28 de marzo de 2020

Trabajamos a la orilla de la fiebre, como quien anda por la línea del abismo. Queremos protegernos de la fiebre con todo un arsenal impermeable (las gafas, las máscaras, los gorros, los guantes, las batas, los pijamas), pero la fiebre es mucho más que líquida. Aunque no la toquemos, nos espera. Aunque sea en los sueños. Ya soñamos con fiebre.

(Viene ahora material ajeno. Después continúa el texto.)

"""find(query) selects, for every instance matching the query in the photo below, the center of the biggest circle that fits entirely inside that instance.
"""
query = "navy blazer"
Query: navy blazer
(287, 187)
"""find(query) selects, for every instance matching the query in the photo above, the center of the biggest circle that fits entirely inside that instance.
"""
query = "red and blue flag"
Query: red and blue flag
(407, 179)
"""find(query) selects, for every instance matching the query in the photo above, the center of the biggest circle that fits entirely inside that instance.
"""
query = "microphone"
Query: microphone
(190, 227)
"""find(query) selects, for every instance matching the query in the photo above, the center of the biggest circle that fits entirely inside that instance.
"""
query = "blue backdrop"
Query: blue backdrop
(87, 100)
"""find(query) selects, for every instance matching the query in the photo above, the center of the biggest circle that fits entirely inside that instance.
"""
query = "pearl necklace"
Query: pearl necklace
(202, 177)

Observamos nuestra temperatura, que es el punto de flotación de la salud. Sujetamos el termómetro como una boya de salvación en el naufragio. Prestamos atención a nuestro olfato, a nuestro gusto (sabemos de la alarma de su pérdida, que es un síntoma precoz). Andamos por la casa oliéndolo todo: los tarros de la miel, el bote del cacao, hasta el cubo de lejía. Nos sentamos a comer como quien entra a hacerse un TAC definitivo. Cada bocado sabroso es un renacer en la salud, es una confirmación del pasaporte de los sanos. Estamos atentos como nunca a nuestras fosas nasales, al fondo de nuestra garganta, a cada milímetro de capacidad de los pulmones. Cualquier golpe de tos nos pone en guardia.

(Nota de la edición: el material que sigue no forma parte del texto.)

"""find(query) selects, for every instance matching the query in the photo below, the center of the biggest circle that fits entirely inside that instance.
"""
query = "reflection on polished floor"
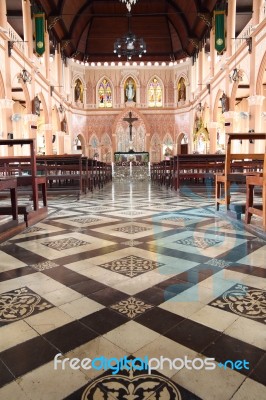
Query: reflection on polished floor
(133, 271)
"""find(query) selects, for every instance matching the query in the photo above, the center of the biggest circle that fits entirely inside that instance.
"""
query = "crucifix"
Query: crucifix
(130, 120)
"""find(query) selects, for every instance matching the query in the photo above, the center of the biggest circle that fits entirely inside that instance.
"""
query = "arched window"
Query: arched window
(181, 87)
(155, 93)
(105, 94)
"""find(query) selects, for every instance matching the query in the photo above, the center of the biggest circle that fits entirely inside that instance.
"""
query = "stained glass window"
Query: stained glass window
(155, 94)
(105, 94)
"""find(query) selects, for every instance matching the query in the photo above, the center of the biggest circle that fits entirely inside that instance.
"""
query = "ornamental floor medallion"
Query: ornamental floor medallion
(131, 266)
(19, 304)
(243, 300)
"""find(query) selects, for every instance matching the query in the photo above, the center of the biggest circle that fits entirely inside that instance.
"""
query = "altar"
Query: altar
(136, 158)
(131, 166)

Cuando salimos de los hospitales seguimos a la orilla de la fiebre: en lo simbólico, en lo profético, en lo fatídico. Seguimos a un paso de la fiebre a pesar de todos los escrúpulos: de la lejía, de la ducha tras ducha, del tren de lavadoras. Esperamos la fiebre como quien espera a un comensal que se retrasa. Aguardamos que, en cualquier momento, erice el vello de lo cotidiano: que nos asalte preparando la cena, acariciando al perro, pelando una manzana. Que nos anuncie que somos ciudadanos del país del COVID, que es ya tierra de todos.

Esperamos pacientes a la fiebre que ha de ponernos al otro lado de la bata, de los metacrilatos y del látex. Que ha de lanzarnos a la geografía de lo real.

Y mientras, vivimos inventándole fronteras a la fiebre. Conjurando la tregua de la fiebre.